The verdict has been rendered, and it’s a pleasant surprise: A golf course designed by Gil Hanse will serve as the stage for the men’s and women’s golf competitions at the 2016 Olympics in Rio de Janerio, Brazil. The Malvern, Pennsylvania-based architect has promised to create “a joyful” and “environmentally sustainable” track that will “set the standards for this emerging golf market.”
Hanse won the commission over a slate of celebrity and “signature” designers, a group that includes Jack Nicklaus, Gary Player, Robert Trent Jones, Jr., and Peter Thomson. His body of work is unquestionably not as deep as theirs, but his reputation is growing and his design chops are evident. He was Golf magazine’s architect of the year in 2009, he was identified as one of the most influential architects in the United States by Golf, Inc., his redesign of TPC Boston has been extremely well-received by PGA pros, and his three-year-old Castle Stuart Golf Links in Scotland is already ranked among the world’s top courses. The selection committee should be congratulated for giving the gold medal to the best-laid plan instead of the best-known name.
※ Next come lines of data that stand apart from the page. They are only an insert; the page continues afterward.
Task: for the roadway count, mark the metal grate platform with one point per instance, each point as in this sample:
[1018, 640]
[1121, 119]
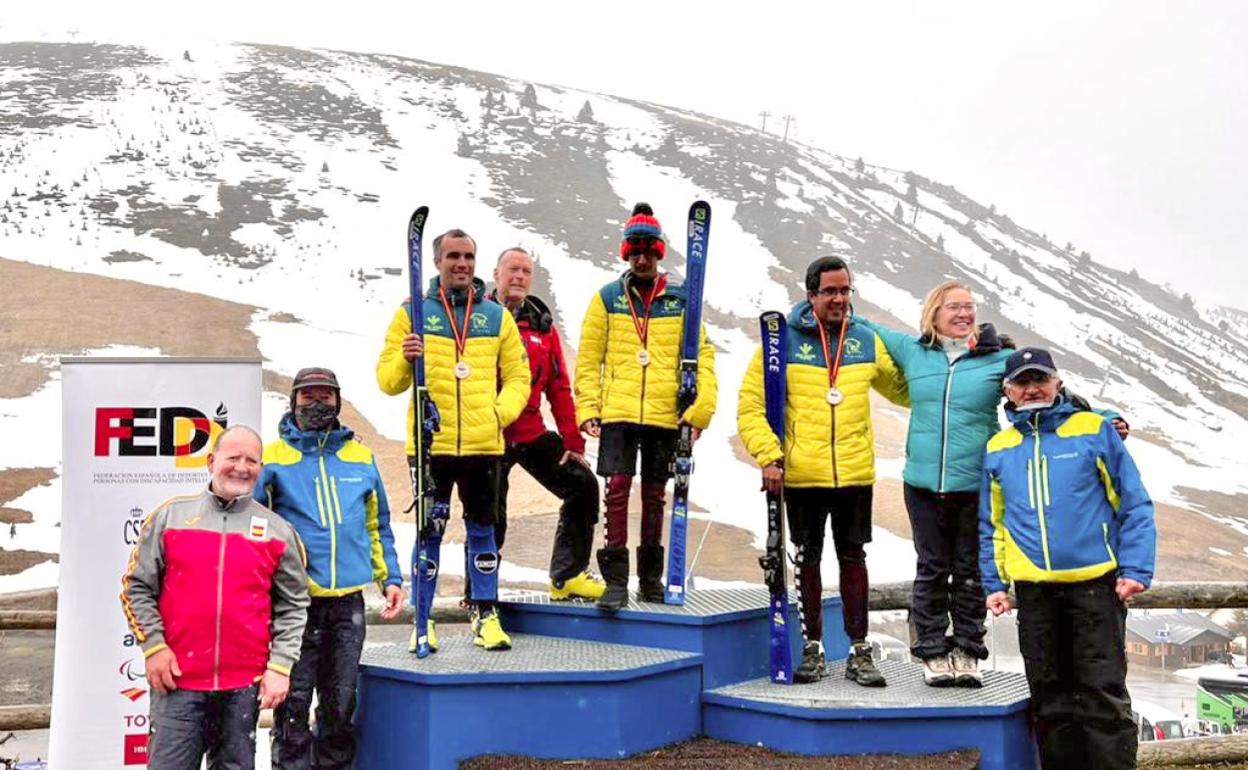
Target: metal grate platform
[698, 604]
[905, 690]
[529, 654]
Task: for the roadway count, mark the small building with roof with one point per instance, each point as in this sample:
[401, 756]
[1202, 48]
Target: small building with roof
[1174, 640]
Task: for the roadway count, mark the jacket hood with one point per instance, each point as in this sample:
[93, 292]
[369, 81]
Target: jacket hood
[457, 298]
[311, 441]
[533, 311]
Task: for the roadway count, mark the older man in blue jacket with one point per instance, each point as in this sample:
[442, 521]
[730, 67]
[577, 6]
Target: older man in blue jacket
[320, 478]
[1065, 517]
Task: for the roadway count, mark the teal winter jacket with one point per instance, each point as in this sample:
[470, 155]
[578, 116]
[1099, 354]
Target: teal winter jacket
[952, 407]
[327, 486]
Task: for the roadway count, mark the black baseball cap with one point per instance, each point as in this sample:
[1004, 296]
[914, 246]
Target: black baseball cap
[1030, 360]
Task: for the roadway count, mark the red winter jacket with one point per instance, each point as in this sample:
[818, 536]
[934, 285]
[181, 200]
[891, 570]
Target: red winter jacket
[549, 376]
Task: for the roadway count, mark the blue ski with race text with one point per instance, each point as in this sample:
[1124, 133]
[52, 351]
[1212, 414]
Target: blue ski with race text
[426, 422]
[687, 392]
[774, 332]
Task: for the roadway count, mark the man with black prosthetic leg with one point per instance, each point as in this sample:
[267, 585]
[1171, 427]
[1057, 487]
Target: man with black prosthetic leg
[557, 461]
[826, 467]
[627, 381]
[478, 377]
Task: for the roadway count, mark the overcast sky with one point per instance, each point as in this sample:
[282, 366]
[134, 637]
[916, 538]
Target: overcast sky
[1117, 125]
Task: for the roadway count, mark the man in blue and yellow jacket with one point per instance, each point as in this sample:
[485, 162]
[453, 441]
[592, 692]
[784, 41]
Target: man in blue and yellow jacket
[625, 391]
[478, 377]
[826, 466]
[1065, 517]
[321, 479]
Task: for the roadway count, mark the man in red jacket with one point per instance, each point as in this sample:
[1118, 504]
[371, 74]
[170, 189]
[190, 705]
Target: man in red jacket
[557, 461]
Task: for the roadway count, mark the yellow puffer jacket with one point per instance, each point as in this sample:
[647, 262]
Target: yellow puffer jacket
[613, 386]
[825, 446]
[476, 409]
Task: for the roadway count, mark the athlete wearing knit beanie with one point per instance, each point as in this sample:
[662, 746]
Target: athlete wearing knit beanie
[643, 231]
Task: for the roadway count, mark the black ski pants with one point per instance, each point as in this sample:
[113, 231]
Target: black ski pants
[570, 482]
[1072, 638]
[946, 529]
[328, 663]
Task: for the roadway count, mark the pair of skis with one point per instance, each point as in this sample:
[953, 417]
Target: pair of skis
[775, 336]
[431, 516]
[687, 392]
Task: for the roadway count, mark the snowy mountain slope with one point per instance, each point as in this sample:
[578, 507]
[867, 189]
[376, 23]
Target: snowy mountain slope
[282, 179]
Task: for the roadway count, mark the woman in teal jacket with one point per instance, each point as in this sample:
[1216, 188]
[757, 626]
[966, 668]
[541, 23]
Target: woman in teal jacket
[954, 371]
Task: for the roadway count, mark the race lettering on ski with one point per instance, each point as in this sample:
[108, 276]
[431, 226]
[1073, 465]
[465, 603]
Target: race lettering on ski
[774, 332]
[687, 392]
[426, 422]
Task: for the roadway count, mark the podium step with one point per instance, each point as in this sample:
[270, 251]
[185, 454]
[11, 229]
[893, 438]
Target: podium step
[838, 716]
[546, 698]
[726, 627]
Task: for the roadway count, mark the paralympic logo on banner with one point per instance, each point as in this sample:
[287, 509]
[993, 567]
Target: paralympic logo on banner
[177, 432]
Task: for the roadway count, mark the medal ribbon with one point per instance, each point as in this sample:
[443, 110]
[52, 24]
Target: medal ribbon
[643, 323]
[833, 367]
[461, 335]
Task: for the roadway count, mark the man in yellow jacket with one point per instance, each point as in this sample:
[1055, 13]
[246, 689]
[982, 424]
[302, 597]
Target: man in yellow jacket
[625, 392]
[478, 377]
[826, 467]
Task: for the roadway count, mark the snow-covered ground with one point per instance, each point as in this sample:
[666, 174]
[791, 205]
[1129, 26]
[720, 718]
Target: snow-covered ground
[341, 320]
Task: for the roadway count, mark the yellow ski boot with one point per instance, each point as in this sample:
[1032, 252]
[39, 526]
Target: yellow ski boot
[488, 632]
[583, 585]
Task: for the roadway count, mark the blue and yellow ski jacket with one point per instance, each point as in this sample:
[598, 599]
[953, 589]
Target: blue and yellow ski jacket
[1061, 502]
[326, 484]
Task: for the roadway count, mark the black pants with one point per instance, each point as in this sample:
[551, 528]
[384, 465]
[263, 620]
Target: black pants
[328, 664]
[946, 529]
[850, 512]
[570, 482]
[1072, 639]
[187, 724]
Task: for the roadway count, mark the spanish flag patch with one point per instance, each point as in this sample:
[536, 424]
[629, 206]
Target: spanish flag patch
[258, 529]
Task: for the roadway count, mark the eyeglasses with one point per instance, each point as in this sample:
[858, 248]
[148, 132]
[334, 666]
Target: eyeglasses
[1030, 377]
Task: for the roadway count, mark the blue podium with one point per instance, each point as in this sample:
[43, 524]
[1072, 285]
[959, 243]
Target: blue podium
[582, 684]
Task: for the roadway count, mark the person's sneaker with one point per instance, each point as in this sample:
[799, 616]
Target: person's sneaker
[584, 585]
[860, 669]
[937, 672]
[813, 665]
[966, 669]
[488, 632]
[433, 639]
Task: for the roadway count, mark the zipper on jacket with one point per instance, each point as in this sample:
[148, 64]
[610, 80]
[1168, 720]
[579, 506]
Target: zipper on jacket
[333, 537]
[221, 589]
[944, 423]
[640, 418]
[836, 474]
[1040, 498]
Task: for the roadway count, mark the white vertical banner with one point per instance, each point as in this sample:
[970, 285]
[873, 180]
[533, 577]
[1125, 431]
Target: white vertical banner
[135, 433]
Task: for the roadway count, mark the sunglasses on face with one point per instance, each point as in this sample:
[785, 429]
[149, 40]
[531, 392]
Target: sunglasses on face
[1030, 378]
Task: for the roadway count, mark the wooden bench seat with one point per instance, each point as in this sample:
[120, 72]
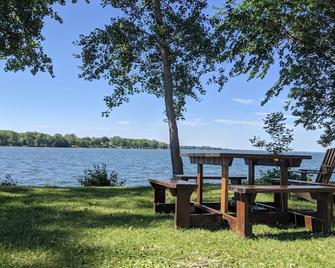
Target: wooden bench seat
[302, 195]
[281, 188]
[241, 221]
[232, 179]
[182, 190]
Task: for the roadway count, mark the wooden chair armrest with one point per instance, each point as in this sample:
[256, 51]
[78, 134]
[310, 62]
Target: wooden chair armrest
[308, 171]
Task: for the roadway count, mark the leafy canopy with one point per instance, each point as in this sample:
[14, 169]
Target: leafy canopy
[21, 23]
[126, 52]
[297, 34]
[281, 136]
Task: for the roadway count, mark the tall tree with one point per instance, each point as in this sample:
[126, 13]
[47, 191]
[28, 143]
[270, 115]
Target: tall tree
[297, 35]
[21, 37]
[161, 47]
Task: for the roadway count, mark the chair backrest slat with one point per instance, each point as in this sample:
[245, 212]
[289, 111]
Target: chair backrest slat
[328, 165]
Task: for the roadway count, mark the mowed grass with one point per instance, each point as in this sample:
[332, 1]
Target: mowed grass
[116, 227]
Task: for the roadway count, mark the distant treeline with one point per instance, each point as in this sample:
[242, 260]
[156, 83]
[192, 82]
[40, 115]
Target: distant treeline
[37, 139]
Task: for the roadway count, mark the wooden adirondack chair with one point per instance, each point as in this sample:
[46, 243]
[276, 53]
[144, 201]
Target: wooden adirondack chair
[323, 174]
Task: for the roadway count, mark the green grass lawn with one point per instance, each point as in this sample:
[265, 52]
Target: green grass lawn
[116, 227]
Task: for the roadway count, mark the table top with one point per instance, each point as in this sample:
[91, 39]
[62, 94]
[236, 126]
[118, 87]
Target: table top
[257, 158]
[247, 155]
[281, 188]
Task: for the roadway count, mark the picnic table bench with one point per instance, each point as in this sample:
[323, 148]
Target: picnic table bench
[182, 190]
[242, 219]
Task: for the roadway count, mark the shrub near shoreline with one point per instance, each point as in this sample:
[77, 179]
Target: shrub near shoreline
[98, 176]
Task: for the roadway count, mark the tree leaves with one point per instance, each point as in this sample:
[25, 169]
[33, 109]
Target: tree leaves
[126, 52]
[281, 136]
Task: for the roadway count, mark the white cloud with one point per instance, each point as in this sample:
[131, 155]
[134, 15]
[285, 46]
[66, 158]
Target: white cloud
[195, 122]
[124, 123]
[239, 122]
[243, 101]
[261, 113]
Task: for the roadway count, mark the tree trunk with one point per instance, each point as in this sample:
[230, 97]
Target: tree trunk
[177, 164]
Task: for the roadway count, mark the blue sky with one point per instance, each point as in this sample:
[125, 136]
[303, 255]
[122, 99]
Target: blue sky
[67, 104]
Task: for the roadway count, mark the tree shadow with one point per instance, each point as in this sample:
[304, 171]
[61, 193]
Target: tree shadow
[31, 219]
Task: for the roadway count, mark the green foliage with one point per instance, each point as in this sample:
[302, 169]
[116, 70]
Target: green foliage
[21, 24]
[127, 52]
[37, 139]
[98, 176]
[296, 35]
[266, 176]
[281, 136]
[8, 181]
[116, 227]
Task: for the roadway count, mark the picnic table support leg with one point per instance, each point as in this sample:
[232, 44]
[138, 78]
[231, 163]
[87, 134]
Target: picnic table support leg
[224, 188]
[182, 207]
[244, 227]
[324, 211]
[251, 176]
[159, 198]
[283, 181]
[200, 175]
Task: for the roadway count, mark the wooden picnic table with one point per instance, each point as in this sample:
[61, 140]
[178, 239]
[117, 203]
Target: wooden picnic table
[225, 160]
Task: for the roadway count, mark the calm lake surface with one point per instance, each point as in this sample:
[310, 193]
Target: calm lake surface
[60, 166]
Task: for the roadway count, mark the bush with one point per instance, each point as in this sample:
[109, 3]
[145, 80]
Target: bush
[8, 181]
[266, 176]
[98, 176]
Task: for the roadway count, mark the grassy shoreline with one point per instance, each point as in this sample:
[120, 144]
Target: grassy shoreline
[116, 227]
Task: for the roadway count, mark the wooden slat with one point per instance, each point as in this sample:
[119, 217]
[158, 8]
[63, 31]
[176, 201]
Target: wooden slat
[199, 183]
[224, 189]
[328, 165]
[281, 188]
[169, 183]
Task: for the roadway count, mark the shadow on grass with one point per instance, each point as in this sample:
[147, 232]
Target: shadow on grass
[293, 236]
[38, 219]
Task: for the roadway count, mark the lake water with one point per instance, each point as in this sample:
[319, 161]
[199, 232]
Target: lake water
[60, 166]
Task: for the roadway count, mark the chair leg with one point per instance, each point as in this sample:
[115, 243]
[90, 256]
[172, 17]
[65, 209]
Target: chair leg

More important, the committee’s decision is a landmark moment in the history of golf design. What we have witnessed is the official changing of the guard.
The track in Rio is the most important golf course that will be built in this decade, maybe in this century. The committee could have done what it was expected to do: take the safe route and award the contract to one of the aforementioned old-timers. But it didn’t. Its choice of Hanse indicates that the old guard’s time as the most vital contributors to our business is over.
The future of golf design has been turned over to a new generation.